"That was when you left me for a time, on my taking service with Venice."
"True, your worship; I had no mind for the galleys," and Jacopo shuddered at the recollection of his recent voyage. "My courage," he continued, "is firm enough on firm ground, but when the sea plays cup and ball with me, I have no soul to think of my own salvation, let alone fighting. Ohime! But on that villainous craft we have left, there were times when I was only too anxious not to live."
I smiled as I inquired, "And after your service with the Orsini where did you go?"
"Well, your worship, no sooner did Count Carlo drive those scorpions of the Colonna and Borgia back to Rome, than the Most Serene Republic must needs step in and cause peace to be made. This threw me and sundry other honest fellows out of employment, and on to the edge of starvation, so we boldly rode into Rome, and changing from the bear to the bull, tendered our services to the Borgia, and they were snapped up I can tell you. I was lucky enough to find a master in the Duke of Gandia."
"Lucky, you call it."
"Ay, your worship! for Giovanni Borgia had an open purse and a free hand. I was with him until he was murdered, and then, affairs being warm in Rome, and hearing you had come back from the sea, why, I came back to the old banner."

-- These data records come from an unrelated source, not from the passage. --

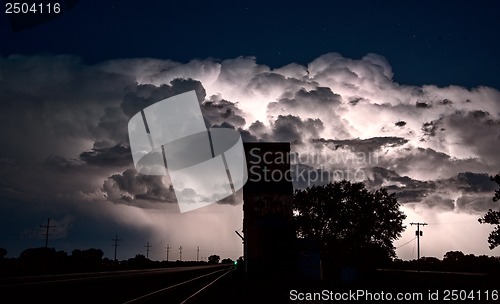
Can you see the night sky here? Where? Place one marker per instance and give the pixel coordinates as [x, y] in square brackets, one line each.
[415, 82]
[426, 42]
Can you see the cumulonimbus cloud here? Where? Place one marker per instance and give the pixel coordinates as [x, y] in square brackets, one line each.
[418, 138]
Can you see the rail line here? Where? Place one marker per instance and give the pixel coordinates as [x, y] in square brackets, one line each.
[158, 292]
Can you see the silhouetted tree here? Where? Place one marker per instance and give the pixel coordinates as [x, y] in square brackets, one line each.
[493, 217]
[453, 256]
[213, 259]
[352, 224]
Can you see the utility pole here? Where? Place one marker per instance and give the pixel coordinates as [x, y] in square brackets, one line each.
[147, 250]
[46, 234]
[116, 240]
[168, 250]
[419, 234]
[245, 248]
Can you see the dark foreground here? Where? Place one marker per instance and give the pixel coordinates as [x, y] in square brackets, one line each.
[224, 284]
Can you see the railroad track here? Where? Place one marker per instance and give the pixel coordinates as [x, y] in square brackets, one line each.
[184, 292]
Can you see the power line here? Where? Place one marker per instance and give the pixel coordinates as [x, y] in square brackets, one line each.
[406, 243]
[46, 234]
[419, 234]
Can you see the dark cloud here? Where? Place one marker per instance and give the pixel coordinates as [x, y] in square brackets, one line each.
[362, 145]
[116, 156]
[130, 186]
[218, 111]
[308, 101]
[141, 96]
[423, 105]
[475, 203]
[59, 163]
[295, 130]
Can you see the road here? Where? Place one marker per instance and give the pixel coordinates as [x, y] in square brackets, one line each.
[170, 285]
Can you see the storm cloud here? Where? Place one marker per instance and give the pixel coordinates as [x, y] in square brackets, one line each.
[66, 127]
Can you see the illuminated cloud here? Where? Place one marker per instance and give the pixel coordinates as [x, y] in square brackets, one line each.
[67, 137]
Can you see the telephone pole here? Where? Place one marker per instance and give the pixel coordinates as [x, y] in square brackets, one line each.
[116, 240]
[419, 234]
[147, 250]
[46, 234]
[168, 250]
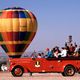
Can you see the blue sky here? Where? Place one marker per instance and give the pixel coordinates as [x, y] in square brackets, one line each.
[56, 20]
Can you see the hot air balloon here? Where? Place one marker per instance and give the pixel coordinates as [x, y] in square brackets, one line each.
[17, 29]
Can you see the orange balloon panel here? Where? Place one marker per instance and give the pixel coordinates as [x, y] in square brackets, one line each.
[17, 29]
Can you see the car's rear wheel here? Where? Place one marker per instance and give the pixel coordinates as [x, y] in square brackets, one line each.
[69, 71]
[17, 71]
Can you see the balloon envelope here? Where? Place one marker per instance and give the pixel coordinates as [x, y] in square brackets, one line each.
[17, 29]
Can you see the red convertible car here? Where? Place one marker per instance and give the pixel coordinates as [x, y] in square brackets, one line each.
[66, 66]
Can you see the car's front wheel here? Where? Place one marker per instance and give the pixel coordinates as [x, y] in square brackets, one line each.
[17, 71]
[69, 71]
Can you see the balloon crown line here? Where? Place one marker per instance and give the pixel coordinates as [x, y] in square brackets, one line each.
[15, 8]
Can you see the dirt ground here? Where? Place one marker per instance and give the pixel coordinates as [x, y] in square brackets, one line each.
[38, 76]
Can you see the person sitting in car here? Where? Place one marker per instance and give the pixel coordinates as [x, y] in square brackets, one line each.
[63, 52]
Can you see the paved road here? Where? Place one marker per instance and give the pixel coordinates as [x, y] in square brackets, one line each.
[37, 76]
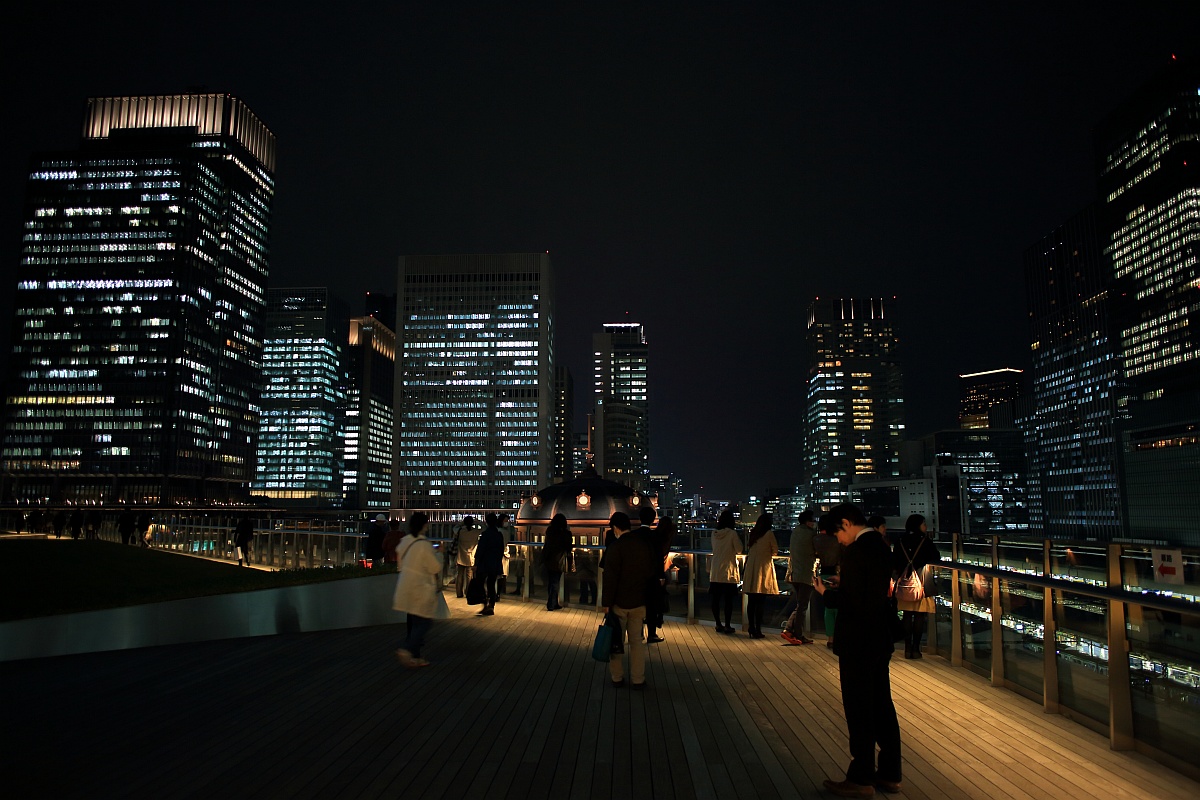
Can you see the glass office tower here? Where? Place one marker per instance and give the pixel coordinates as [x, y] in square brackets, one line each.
[853, 411]
[304, 394]
[139, 306]
[1069, 429]
[621, 386]
[475, 380]
[1149, 180]
[370, 417]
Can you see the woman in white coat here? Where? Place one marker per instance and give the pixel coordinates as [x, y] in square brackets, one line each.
[759, 578]
[417, 589]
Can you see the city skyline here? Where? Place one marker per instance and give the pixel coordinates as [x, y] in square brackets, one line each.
[730, 168]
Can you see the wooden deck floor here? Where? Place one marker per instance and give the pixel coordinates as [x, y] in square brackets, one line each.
[514, 708]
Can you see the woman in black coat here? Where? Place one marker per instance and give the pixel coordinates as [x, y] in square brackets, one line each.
[912, 561]
[556, 555]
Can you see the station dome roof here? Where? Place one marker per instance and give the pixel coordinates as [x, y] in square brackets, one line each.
[586, 500]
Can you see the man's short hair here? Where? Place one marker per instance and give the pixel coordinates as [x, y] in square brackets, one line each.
[844, 512]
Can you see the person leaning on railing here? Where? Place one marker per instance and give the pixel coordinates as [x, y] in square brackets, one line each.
[912, 561]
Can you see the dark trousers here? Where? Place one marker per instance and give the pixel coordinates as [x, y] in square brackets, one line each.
[418, 626]
[553, 577]
[723, 595]
[798, 620]
[587, 591]
[490, 584]
[755, 607]
[870, 719]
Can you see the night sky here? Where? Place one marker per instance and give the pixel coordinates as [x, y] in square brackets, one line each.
[706, 169]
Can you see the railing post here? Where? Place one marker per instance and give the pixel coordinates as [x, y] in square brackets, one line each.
[691, 588]
[997, 627]
[1120, 701]
[1049, 641]
[955, 600]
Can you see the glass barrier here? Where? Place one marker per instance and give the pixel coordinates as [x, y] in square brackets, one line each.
[1079, 563]
[1024, 629]
[975, 549]
[1173, 573]
[1164, 678]
[1083, 654]
[1021, 555]
[941, 631]
[975, 618]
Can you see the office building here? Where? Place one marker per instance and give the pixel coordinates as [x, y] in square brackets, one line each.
[853, 413]
[564, 423]
[1069, 429]
[1149, 181]
[621, 385]
[978, 391]
[370, 415]
[474, 380]
[139, 306]
[300, 439]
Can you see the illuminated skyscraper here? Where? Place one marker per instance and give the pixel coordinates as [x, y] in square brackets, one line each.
[621, 386]
[1149, 164]
[978, 391]
[475, 380]
[1069, 431]
[139, 306]
[370, 416]
[855, 405]
[304, 398]
[564, 423]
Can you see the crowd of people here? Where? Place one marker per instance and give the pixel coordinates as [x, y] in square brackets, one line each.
[844, 557]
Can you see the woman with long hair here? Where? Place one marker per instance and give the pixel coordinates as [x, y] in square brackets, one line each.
[556, 555]
[418, 590]
[912, 561]
[724, 576]
[760, 572]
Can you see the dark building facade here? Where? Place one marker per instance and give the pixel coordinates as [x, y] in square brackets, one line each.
[564, 423]
[978, 391]
[853, 411]
[622, 439]
[139, 306]
[300, 440]
[1149, 181]
[474, 380]
[370, 414]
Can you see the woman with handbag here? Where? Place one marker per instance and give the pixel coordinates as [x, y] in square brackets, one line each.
[556, 555]
[912, 561]
[724, 573]
[418, 593]
[759, 578]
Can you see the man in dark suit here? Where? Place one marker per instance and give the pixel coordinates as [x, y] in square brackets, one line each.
[863, 642]
[630, 566]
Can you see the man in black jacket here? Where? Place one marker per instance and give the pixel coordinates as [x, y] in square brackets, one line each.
[863, 643]
[631, 564]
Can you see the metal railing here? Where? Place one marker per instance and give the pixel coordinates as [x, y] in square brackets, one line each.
[1090, 631]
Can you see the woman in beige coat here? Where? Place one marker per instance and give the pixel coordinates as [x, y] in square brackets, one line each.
[417, 589]
[759, 578]
[725, 576]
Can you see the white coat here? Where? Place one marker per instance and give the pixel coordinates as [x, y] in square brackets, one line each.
[418, 583]
[726, 549]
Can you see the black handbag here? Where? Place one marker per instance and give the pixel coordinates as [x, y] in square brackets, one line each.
[475, 591]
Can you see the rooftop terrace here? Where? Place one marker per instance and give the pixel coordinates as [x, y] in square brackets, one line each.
[513, 707]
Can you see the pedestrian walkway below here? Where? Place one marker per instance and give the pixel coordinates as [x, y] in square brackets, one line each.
[513, 707]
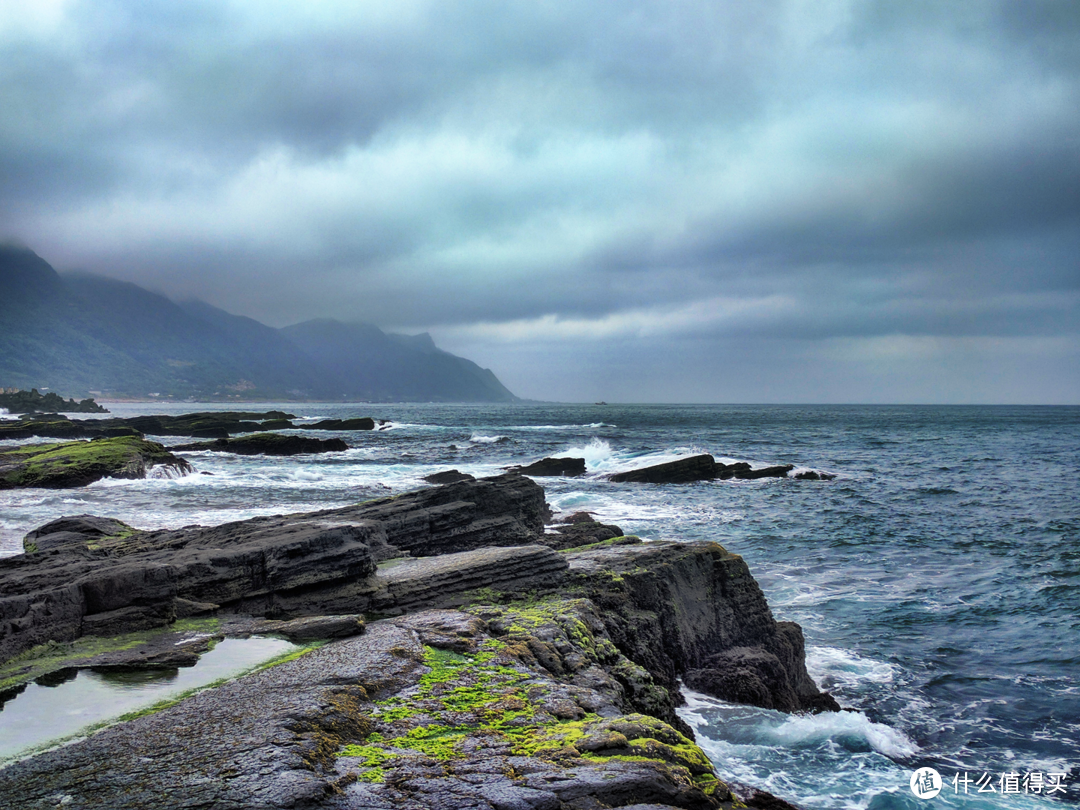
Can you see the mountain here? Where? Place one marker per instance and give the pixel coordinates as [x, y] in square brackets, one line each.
[88, 335]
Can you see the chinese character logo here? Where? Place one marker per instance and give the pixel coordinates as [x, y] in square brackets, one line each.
[926, 783]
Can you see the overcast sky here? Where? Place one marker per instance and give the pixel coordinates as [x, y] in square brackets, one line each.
[671, 201]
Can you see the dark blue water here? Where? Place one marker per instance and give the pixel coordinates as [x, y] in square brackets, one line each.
[937, 578]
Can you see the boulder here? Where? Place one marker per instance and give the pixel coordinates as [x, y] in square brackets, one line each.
[268, 444]
[78, 463]
[547, 467]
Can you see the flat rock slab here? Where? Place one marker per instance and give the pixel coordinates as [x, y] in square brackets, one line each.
[300, 734]
[440, 580]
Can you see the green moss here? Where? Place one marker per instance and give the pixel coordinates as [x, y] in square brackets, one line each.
[61, 463]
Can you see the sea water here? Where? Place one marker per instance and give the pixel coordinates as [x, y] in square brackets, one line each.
[936, 578]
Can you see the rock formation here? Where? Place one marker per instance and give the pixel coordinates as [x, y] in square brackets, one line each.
[545, 467]
[267, 444]
[513, 675]
[705, 468]
[78, 463]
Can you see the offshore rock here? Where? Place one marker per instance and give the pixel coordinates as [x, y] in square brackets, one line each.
[448, 476]
[705, 468]
[268, 444]
[355, 725]
[547, 467]
[680, 471]
[766, 472]
[79, 463]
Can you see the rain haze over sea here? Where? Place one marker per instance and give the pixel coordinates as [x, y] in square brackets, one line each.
[936, 578]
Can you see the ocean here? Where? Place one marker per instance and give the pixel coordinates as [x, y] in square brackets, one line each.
[936, 578]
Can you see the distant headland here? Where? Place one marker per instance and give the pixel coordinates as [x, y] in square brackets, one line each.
[92, 336]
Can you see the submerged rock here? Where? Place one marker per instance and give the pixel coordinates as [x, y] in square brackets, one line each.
[78, 463]
[268, 444]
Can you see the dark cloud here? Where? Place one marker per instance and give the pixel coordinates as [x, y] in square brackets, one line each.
[597, 177]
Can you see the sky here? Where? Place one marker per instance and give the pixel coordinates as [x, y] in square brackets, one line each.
[671, 201]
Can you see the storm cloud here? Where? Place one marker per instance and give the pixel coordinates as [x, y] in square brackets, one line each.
[639, 201]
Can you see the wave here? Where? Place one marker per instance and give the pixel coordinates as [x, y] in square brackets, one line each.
[853, 730]
[837, 669]
[481, 439]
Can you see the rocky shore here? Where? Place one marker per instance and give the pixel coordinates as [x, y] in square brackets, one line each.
[208, 424]
[514, 666]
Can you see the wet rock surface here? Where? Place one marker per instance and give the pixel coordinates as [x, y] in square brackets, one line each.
[89, 577]
[581, 529]
[705, 468]
[267, 444]
[549, 467]
[208, 424]
[512, 675]
[448, 476]
[68, 464]
[440, 709]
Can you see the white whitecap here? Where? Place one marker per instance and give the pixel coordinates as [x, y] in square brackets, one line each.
[833, 667]
[481, 439]
[804, 730]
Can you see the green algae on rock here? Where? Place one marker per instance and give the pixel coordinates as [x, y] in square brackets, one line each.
[78, 463]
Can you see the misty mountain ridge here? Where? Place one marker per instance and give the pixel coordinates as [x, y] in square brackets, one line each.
[90, 335]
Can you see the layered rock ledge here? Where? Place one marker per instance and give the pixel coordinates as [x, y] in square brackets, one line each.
[508, 675]
[77, 463]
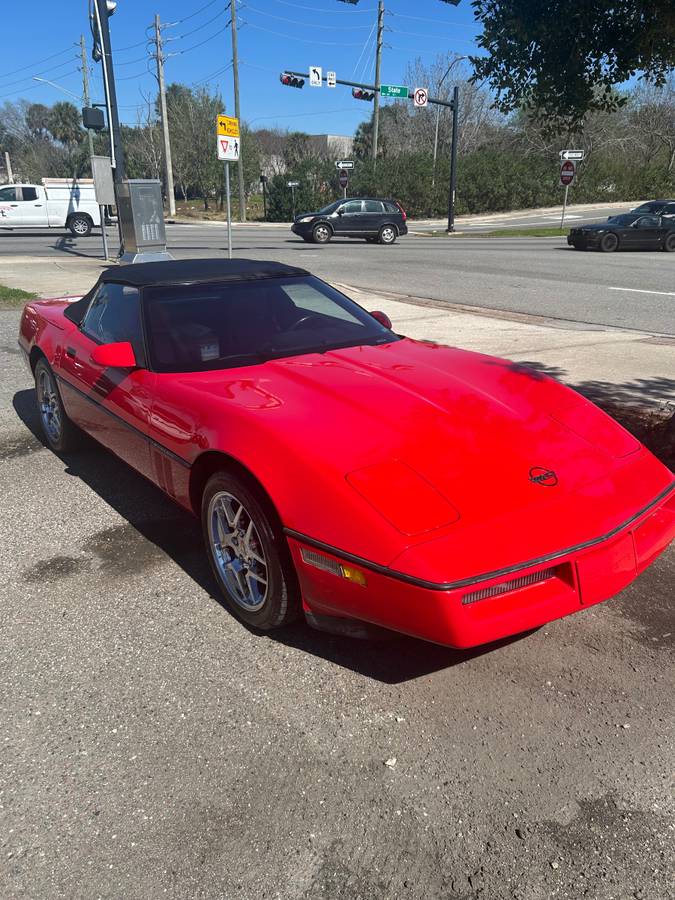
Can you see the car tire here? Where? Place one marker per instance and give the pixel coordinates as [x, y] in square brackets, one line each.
[248, 553]
[387, 235]
[60, 433]
[80, 225]
[321, 233]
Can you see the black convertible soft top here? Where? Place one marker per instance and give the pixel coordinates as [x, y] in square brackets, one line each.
[194, 271]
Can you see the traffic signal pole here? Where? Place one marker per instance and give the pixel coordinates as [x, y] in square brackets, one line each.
[168, 167]
[378, 63]
[237, 109]
[101, 12]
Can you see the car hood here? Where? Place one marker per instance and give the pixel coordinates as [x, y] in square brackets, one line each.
[441, 442]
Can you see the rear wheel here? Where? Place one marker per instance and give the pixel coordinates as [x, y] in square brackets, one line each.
[321, 234]
[388, 234]
[609, 243]
[80, 225]
[60, 433]
[248, 553]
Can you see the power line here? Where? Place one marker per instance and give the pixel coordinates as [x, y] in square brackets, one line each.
[250, 8]
[292, 37]
[197, 11]
[38, 63]
[433, 21]
[50, 70]
[369, 9]
[32, 87]
[201, 43]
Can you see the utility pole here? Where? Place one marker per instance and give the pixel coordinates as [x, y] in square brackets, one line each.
[453, 159]
[117, 152]
[85, 89]
[237, 108]
[378, 63]
[165, 120]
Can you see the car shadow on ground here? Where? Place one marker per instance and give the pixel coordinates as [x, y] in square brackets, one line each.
[154, 518]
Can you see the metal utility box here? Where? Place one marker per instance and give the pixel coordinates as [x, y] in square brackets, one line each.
[141, 215]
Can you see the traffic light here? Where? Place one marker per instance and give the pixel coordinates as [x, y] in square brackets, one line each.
[291, 80]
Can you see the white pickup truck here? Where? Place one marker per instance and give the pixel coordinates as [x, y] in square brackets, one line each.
[56, 203]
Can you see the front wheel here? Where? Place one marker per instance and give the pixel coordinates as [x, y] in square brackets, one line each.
[80, 225]
[321, 234]
[248, 553]
[388, 234]
[60, 433]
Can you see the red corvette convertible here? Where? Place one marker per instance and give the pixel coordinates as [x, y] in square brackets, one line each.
[343, 470]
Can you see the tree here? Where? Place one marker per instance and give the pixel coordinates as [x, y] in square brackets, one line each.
[564, 59]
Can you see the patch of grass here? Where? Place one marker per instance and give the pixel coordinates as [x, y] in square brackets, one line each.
[13, 297]
[501, 232]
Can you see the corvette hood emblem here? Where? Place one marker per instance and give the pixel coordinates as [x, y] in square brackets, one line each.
[543, 476]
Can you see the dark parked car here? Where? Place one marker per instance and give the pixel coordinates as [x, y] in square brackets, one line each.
[656, 208]
[626, 232]
[375, 220]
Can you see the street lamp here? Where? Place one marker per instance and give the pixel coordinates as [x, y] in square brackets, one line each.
[438, 114]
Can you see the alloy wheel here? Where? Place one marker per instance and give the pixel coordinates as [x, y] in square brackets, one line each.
[49, 405]
[237, 551]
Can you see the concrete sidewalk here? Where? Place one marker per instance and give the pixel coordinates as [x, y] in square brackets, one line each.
[611, 366]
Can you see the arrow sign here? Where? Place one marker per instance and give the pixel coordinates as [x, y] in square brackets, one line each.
[567, 173]
[572, 154]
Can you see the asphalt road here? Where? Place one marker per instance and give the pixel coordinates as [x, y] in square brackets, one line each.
[154, 747]
[537, 276]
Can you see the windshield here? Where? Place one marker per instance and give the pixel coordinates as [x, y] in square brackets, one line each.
[626, 219]
[652, 206]
[330, 208]
[195, 328]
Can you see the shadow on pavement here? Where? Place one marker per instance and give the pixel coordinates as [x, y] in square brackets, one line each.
[177, 534]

"It is said that Gandia was murdered by the Cardinal Ascanio Sforza."
"Indeed no, your excellency! I saw the deed done. It was in this way: the Duke and his brother Cesare, then Cardinal of Valencia, supped at the house of their mother, the Lady Vannozza. After supper they must needs walk home together; I was the Duke's sole attendant, but Cesare was accompanied by his cut-throat Michelotto and half-a-dozen others. On the way some mention was made of Donna Sancia, Don Giuffré's wife, and the brothers came to blows. The Cardinal stabbed the Duke with his own hand, and he gave a great cry and fell down dead. Seeing it was no use trying to help a dead man, and being in no hurry to trouble St. Peter myself, I knocked down the strangler Michelotto, and making a run for it, escaped with a whole skin. The body of the Duke was flung into the Tiber, and was discovered by a charcoal monger of the Ripetta, whom Cesare hanged at Tor di Nona, as a reward for his intelligence. They buried the Duke, as you know, signore, in Santa Maria del Popolo--poor man!"
"And you mean to say that this was never known to the Pope?"
"I never said anything about that, your worship; a secret cannot be kept by half-a-dozen, and I dare swear our Lord knows all about it or else the Cardinal Ascanio would hardly be in the Cesarini as he is. These things, however, must not be spoken of in Rome. Men's tongues should be weighted with lead when the Borgia's name crops up."